Que condições Alice e Evelyn tinham de “ir e vir”? Que condições Alice e Evelyn tinham de dar abrigo às suas experiências de vida?

Ambas constituíram família e pareciam tocar suas existências. Ambas saíram da casa paterna: Alice bem cedo se casou; Evelyn mais tarde, no entanto logo retornou ao lar com a alegação de cuidar do pai envelhecido. Esta, apesar de pouco expansiva, mudara por completo, com o menino. Parecia estar tudo no lugar quando a morte prematura do filho “desarticulou” sua personalidade.
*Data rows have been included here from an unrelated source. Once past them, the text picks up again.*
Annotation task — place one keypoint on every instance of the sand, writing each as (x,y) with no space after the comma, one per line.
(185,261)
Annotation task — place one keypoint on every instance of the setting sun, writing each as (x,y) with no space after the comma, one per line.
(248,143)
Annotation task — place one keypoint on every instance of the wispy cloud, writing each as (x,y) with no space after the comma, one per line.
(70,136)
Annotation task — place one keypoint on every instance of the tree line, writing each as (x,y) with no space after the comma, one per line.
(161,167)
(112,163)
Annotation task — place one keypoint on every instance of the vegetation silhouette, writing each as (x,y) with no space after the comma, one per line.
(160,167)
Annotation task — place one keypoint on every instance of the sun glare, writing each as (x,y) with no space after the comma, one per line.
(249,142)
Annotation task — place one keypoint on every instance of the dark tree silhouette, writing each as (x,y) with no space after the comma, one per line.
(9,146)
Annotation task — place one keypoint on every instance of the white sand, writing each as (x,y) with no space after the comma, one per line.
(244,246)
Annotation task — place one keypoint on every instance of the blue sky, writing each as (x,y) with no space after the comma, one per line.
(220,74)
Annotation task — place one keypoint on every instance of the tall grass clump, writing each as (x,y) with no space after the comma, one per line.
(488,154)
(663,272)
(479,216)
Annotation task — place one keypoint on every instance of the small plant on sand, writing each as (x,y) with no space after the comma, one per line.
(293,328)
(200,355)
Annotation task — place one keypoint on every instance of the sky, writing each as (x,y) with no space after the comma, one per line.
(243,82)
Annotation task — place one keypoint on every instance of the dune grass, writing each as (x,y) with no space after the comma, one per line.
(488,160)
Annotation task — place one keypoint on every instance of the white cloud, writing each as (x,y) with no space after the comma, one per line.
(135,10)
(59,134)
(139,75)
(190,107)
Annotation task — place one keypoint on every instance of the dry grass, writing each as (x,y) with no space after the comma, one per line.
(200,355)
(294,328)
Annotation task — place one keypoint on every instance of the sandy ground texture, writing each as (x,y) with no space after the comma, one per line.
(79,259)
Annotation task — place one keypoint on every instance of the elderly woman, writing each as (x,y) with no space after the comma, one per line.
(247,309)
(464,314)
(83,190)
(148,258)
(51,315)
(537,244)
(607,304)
Estaria Evelyn, por meio dos cuidados com o filho, podendo obter os afagos maternos que nunca recebera? Perdê-lo representaria, então, o rompimento de uma personalidade que fragilmente se estabilizara na ausência dos suportes afetivos fundamentais? Situações desalojadoras para Evelyn eram, então, sinônimo de morte psíquica? Alice, por seu turno, apesar de ter se casado bem antes, morar longe e, aparentemente, manter tudo sob controle, parecia que apenas “trocara de dono”: “Eu tinha outros planos para minha vida, mas acabei sendo Alice, a coitada; a de mãos ásperas e coração agoniado. Troquei de dono quando me casei, fui para um proprietário menos exigente, menos violento – mas meu dono” (p. 110).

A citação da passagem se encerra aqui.